As mentioned in my first post, I don't recall a spacer being included with the new Shimano 10 speed cassette. However, a spacer may have been included with the cassette, and I just don't remember it being included.

I've had a quick search online for stores that might have these (Shimano) metal spacers as extras, but haven't had much luck so far. However, I did find a store that has Chris King metal spacers which are supposed to be for use with Shimano cassettes. But the spacer thickness is 0.5mm instead of 1mm which is the required spacer thickness for use with (my) Shimano 10 speed cassette. Presumably one would then buy TWO Chris King 0.5mm spacers to make it up to 1mm thickness for use with cassettes that require 1mm spacers(?)


----------



## cxwrench (Nov 9, 2004)

your math is correct. or you can hit your LBS and they'll most likely have one for you. and let me repeat..._shimano 10 speed cassettes come w/ a spacer_.


----------



## latman (Apr 24, 2004)

my shimano 10s have all come with one too


----------



## PlatyPius (Feb 1, 2009)

Shimano cassettes always come with the spacer, if they need one. It's on the plastic retainer that the cassette is on. I've seen a lot of them thrown away because people don't see them.

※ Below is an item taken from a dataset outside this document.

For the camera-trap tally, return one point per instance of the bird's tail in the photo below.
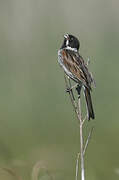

Spacers are available at any bike shop. I keep 20 or so in stock; your local shop should too, unless they don't do much with road bikes.

Such verbosity for a non-issue...


----------



## meeshu (Jan 31, 2008)

*Hmmm . .!*

OK. Spacers are _supposed_ to come with Shimano (10 speed) cassettes.

The main local bike store where I usually go *didn't* have any rear spacers(?) They only had a few cassette inter-cog spacers. And yet they sell and service lots of road bikes!? I had to go to another store where I managed picked up a used spacer for free. I just cleaned this spacer up before installing it.

The spacer I expected and got was just a standard thin washer looking spacer. After googling for Shimano 1mm spacers, I came up with this. But this 1mm spacer is an odd shape? The web site suggests this spacer also suitable for fitting between the cassette and the hub. Is this a new design of the Shimano spacer? Anyone use it between a 10 speed Shimano cassette and a hub?


----------



## cxwrench (Nov 9, 2004)

you don't want the weird shaped one in the photo you linked. you just want a plain 1mm spacer, looks like w thin ring. it fits into a recess on the back of the cassette spider.


----------



## axebiker (Aug 22, 2003)

What kind of wheel set?


----------



## meeshu (Jan 31, 2008)

Shimano R500.

I was wondering about that weird shaped spacer!?


----------



## cxwrench (Nov 9, 2004)

that weird one was for old cassettes, 7 & 8 speed i think


----------